Feminist Economics Urge EU to Rethink Budgets Fueling Male Privilege
The European Women’s Lobby (EWL) report “Public Spending, Private Gains” reveals how Europe’s public finance systems—through budgets, taxation, and procurement—systematically favor men and marginalize women’s labor, especially in care and social sectors. It calls for a feminist economic overhaul to redirect public money from corporate and male-dominated industries toward equality, care, and social justice.
The report “Public Spending, Private Gains: How Public Institutions Fuel Male Domination in the Workplace”, produced by the European Women’s Lobby (EWL) alongside leading feminist research institutions and Brussels-based gender policy analysts, offers a piercing look at how Europe’s fiscal systems entrench gender inequality. It argues that the continent’s public institutions, through budgets, taxation, and procurement, continue to serve as engines of male privilege. Instead of fostering social equality, public money sustains patriarchal economic structures that prioritize male-dominated sectors such as defense and infrastructure while neglecting care, education, and welfare, the backbone of women’s economic and social participation. The report positions itself not just as a critique but as a feminist call to transform the financial foundations of Europe’s economies.

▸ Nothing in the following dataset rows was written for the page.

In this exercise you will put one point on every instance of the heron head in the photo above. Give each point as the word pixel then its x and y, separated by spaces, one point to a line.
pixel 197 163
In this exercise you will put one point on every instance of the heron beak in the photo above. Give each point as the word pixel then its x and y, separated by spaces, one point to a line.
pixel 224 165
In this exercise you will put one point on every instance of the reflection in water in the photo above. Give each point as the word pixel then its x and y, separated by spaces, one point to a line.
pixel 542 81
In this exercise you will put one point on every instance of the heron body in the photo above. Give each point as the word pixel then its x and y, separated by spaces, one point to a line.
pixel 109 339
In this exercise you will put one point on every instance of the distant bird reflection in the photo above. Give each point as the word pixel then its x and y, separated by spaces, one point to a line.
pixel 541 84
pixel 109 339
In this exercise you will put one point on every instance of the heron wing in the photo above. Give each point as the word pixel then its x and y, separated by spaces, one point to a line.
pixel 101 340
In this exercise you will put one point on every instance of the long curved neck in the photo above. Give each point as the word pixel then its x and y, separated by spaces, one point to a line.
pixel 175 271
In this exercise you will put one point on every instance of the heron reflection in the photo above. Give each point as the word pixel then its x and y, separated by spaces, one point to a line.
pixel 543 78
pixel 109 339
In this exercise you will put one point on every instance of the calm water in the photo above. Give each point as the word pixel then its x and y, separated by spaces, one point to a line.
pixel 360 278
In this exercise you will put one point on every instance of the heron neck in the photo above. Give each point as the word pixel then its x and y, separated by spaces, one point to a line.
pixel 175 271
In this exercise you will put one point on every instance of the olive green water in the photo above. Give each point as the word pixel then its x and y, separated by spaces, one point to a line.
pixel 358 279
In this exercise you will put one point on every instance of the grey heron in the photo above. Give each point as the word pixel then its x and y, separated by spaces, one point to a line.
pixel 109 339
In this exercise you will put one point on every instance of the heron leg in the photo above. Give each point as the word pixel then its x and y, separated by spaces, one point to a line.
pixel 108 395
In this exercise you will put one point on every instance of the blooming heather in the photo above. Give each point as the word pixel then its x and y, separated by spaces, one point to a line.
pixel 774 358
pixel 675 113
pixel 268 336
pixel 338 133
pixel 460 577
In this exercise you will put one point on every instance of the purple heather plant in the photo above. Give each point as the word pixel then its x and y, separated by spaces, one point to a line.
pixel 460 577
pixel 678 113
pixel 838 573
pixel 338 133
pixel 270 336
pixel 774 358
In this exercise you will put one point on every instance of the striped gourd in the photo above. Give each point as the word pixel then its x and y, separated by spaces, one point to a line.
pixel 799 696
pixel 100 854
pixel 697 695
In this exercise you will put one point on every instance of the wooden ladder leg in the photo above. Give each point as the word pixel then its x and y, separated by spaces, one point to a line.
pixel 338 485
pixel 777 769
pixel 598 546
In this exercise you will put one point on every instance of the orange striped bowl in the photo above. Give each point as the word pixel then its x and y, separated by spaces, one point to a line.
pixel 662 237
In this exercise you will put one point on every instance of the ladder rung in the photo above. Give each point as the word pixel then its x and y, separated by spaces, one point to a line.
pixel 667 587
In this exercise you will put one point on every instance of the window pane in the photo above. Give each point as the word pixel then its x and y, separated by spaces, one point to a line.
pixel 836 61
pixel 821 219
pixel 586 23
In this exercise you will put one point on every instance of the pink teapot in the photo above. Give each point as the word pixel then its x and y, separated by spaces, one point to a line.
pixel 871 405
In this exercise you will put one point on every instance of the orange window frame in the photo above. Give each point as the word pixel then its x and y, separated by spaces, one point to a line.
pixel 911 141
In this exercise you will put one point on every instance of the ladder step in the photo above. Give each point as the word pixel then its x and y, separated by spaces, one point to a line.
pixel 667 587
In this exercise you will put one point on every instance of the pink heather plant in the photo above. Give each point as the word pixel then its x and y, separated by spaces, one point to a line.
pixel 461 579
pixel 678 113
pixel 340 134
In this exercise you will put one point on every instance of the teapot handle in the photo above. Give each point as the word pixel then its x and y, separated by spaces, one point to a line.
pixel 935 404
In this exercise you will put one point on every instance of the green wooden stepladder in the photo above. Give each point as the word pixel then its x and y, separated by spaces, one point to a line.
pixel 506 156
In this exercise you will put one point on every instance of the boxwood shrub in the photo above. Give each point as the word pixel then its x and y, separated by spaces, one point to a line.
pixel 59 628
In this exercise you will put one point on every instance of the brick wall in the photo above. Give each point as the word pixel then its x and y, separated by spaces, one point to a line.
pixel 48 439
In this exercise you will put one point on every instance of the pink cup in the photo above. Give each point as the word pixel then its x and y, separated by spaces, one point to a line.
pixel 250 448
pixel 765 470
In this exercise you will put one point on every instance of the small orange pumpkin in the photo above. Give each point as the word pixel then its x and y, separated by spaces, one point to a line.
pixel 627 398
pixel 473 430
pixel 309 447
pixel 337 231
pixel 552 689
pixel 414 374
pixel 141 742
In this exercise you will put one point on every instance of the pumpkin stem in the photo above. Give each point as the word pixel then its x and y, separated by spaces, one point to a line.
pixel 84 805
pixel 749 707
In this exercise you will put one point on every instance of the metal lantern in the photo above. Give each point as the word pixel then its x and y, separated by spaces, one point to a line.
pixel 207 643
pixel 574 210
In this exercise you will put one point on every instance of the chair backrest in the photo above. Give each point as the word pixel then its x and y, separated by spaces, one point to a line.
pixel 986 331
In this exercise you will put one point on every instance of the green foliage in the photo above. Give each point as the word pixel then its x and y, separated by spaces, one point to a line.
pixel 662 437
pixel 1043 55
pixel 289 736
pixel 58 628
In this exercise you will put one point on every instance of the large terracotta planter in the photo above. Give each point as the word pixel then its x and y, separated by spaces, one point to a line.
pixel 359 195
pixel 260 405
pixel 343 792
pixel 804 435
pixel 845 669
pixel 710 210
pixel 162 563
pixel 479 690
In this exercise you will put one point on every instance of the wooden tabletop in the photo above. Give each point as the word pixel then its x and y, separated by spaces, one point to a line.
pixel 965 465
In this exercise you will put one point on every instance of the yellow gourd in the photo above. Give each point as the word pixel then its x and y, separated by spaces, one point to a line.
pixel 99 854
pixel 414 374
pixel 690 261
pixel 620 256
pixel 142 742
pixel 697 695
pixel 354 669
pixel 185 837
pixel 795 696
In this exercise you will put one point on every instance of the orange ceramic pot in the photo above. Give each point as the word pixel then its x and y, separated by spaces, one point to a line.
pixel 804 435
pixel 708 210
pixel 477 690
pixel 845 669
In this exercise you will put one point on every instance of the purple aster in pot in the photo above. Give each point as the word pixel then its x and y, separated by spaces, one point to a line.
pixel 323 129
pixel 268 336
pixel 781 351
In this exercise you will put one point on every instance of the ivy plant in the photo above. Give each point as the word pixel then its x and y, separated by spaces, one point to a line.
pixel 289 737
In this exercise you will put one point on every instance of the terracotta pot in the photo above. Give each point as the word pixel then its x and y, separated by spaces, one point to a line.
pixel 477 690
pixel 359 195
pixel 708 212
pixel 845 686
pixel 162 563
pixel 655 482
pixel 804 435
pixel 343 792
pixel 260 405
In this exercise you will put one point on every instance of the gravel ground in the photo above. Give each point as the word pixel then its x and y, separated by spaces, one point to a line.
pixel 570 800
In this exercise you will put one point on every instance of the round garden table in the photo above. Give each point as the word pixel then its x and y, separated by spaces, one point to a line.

Gender-Neutral Policies: A Costly Myth
According to the EWL and its research collaborators, gender-neutral public policies are anything but neutral. Decisions about where to allocate public funds have deeply gendered consequences. The study demonstrates that while men reap the benefits of state-backed industrial and technological investment, women suffer from austerity and cuts to the very public services that sustain their livelihoods. During recent years of economic adjustment, governments across Europe have redirected funds toward construction and digitalization projects, areas traditionally dominated by men, while scaling back spending on social care, child support, and healthcare, where women make up the majority of workers. The result is a dual burden: women face both declining job opportunities and an increasing load of unpaid care work at home.
Tax Systems that Reward Inequality
The report’s authors argue that Europe’s fiscal systems continue to reward the traditional male breadwinner model. Tax policies that penalize dual-income households, alongside corporate tax cuts, reinforce structural disparities. Women, overrepresented in part-time or informal work, bear the brunt of consumption taxes like VAT, while wealthy corporations, largely led by men, benefit from generous loopholes and low effective tax rates. Pension schemes tied to continuous, full-time employment further disadvantage women, who are more likely to take career breaks for caregiving. The EWL calls for a new feminist fiscal architecture, one that taxes capital and wealth more fairly, redistributes economic gains, and funds gender-equitable services. The report insists that a state’s tax system reflects its moral priorities, and Europe’s, at present, continues to privilege capital over care.
Public Procurement: A Hidden Gender Bias
Public procurement, which constitutes nearly 14 percent of the EU’s GDP, emerges as one of the most gendered areas of public spending. The report reveals how contracts overwhelmingly flow to large corporations dominated by men, leaving women-led and social enterprises locked out by bureaucratic and financial barriers. In sectors like education, health, and eldercare, where women dominate, outsourcing and privatization have increased job insecurity and depressed wages. The researchers describe this process as “gendered extraction,” in which women’s labor underpins public welfare while private, male-led firms capture the profits. By diverting public wealth into private hands, governments are effectively subsidizing inequality. The EWL urges member states to adopt gender-sensitive procurement frameworks that prioritize social impact, inclusivity, and women’s economic empowerment.
Reclaiming the Value of Care
One of the report’s most powerful arguments centers on the invisibility of unpaid care work. Women across Europe perform the vast majority of caregiving, from raising children to supporting elderly relatives, yet this labor is excluded from national accounting and fiscal policy. The EWL calls this omission an “economic blind spot” that sustains systemic discrimination. Its data shows that if unpaid care were counted, it would represent a massive share of GDP, surpassing several industrial sectors combined. Yet governments persist in ignoring this contribution when designing budgets and growth strategies. The report calls for care-centered budgeting that recognizes the economic value of caregiving and invests accordingly in accessible, affordable care services.
Toward Feminist Public Finance
In its conclusion, “Public Spending, Private Gains” sets forth a roadmap for feminist economic reform. It urges European governments to make gender-responsive budgeting a legal requirement, assess all fiscal policies for gender impact, and reorient spending priorities toward sectors that advance equality, education, healthcare, and social protection. Transparency and accountability must be built into every stage of public finance, from tax collection to procurement. Corporate tax evasion and regressive fiscal models, the report argues, undermine democracy itself by diverting resources away from collective well-being. Public money should serve the public good, not private enrichment.
Ultimately, the report delivers a striking message: Europe’s public money is not gender-neutral; it is gendered in favor of men. By confronting this truth, policymakers can begin to reshape economies around justice, solidarity, and care rather than competition and profit. The EWL and its research partners envision a Europe where public spending uplifts rather than undermines equality, one where fiscal power becomes a tool for liberation, not domination.